Despite the trend to simplification, converged infrastructure will drag along significant planning, design, deployment, management, and maintenance services. By 2017, services will capture 46% of spending from the $402B TAM.

The channel will play a significant role in converged infrastructure adoption. Virtually all suppliers are trying to increase the productivity of their sales teams, and the channel will provide leverage and scale for suppliers.

The channel will demand choice and flexibility in terms of hypervisor, server vendor, network technology, management software, and even storage.

HPE converged portfolio

The firm behind the term ‘converged infrastructure’, has several solutions aimed at this space. HPE has designed the ConvergedSystem that integrates compute, storage and networking resources. It also integrates software.

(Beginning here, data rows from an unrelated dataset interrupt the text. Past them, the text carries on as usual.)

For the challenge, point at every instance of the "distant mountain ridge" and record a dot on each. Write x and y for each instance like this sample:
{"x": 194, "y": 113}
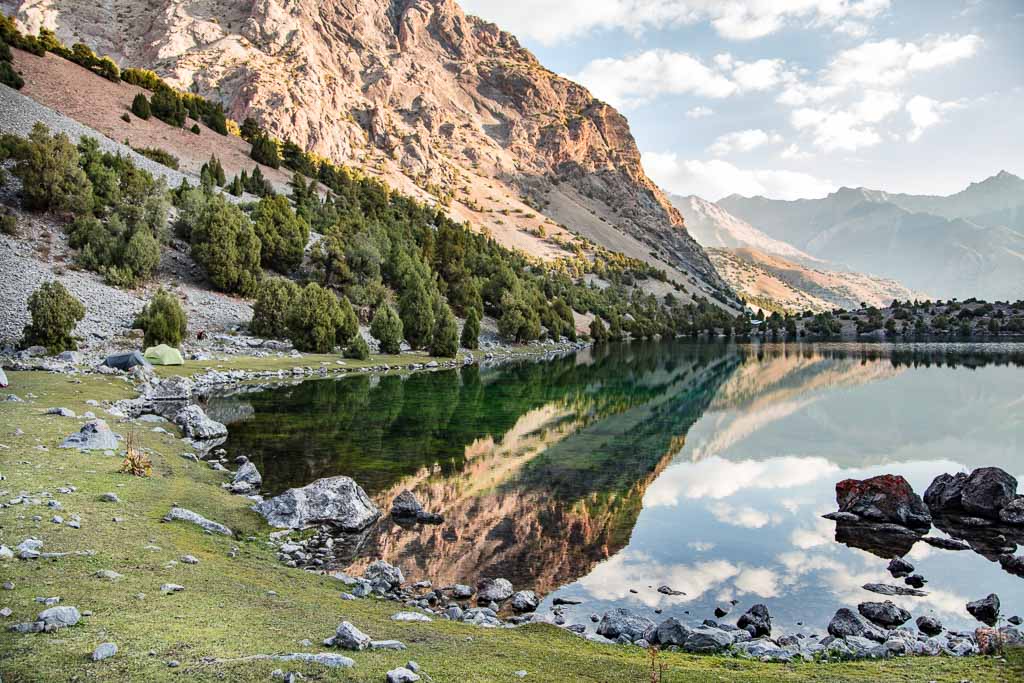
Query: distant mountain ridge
{"x": 967, "y": 244}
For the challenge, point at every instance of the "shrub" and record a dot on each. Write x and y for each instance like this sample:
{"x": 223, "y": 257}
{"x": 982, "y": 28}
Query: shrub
{"x": 282, "y": 233}
{"x": 140, "y": 107}
{"x": 444, "y": 340}
{"x": 386, "y": 328}
{"x": 314, "y": 319}
{"x": 163, "y": 319}
{"x": 276, "y": 296}
{"x": 51, "y": 179}
{"x": 471, "y": 330}
{"x": 54, "y": 313}
{"x": 225, "y": 245}
{"x": 357, "y": 348}
{"x": 9, "y": 77}
{"x": 265, "y": 151}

The company shows its ConvergedSystem 700 simplifies infrastructure. HPE says it takes 96% less server configuration time, 50% fewer management tools, and a 271% reduction in staffing costs.

The HP ConvergedSystem approach positions customers to move toward cloud-based models. HP ConvergedSystem 700 includes support for client virtualisation workloads with HP Verified Reference Architecture for Virtual Desktop Infrastructure (VDI) with Citrix XenDesktop on VMware vSphere.

It also has built-in support for unified communication and collaboration workloads with HP Verified Reference Architecture for Microsoft Exchange and SharePoint 2013 and HP Verified Reference Architecture for Microsoft Lync 2013.

Lastly it provisions business continuity in virtualised workloads with HP Verified Reference Architecture for Disaster Recovery using 3PAR StoreServ Storage, VMware vCenter SRM, and HP Verified Reference Architecture for HP 3PAR StoreServ Storage and VMware vSphere 6.0

Another converged product by HPE is the OneView management platform. Used by companies like United Airlines, HP OneView unifies processes, user interfaces (UI’s) and the application programming interfaces (APIs) across HP server, storage, and Virtual Connect networking devices.

Recently, the firm launched OneView 2.0 to automate server change management and deliver automation, proactive monitoring and guidance for SANs so administrators can identify and resolve potential SAN issues before they impact the business.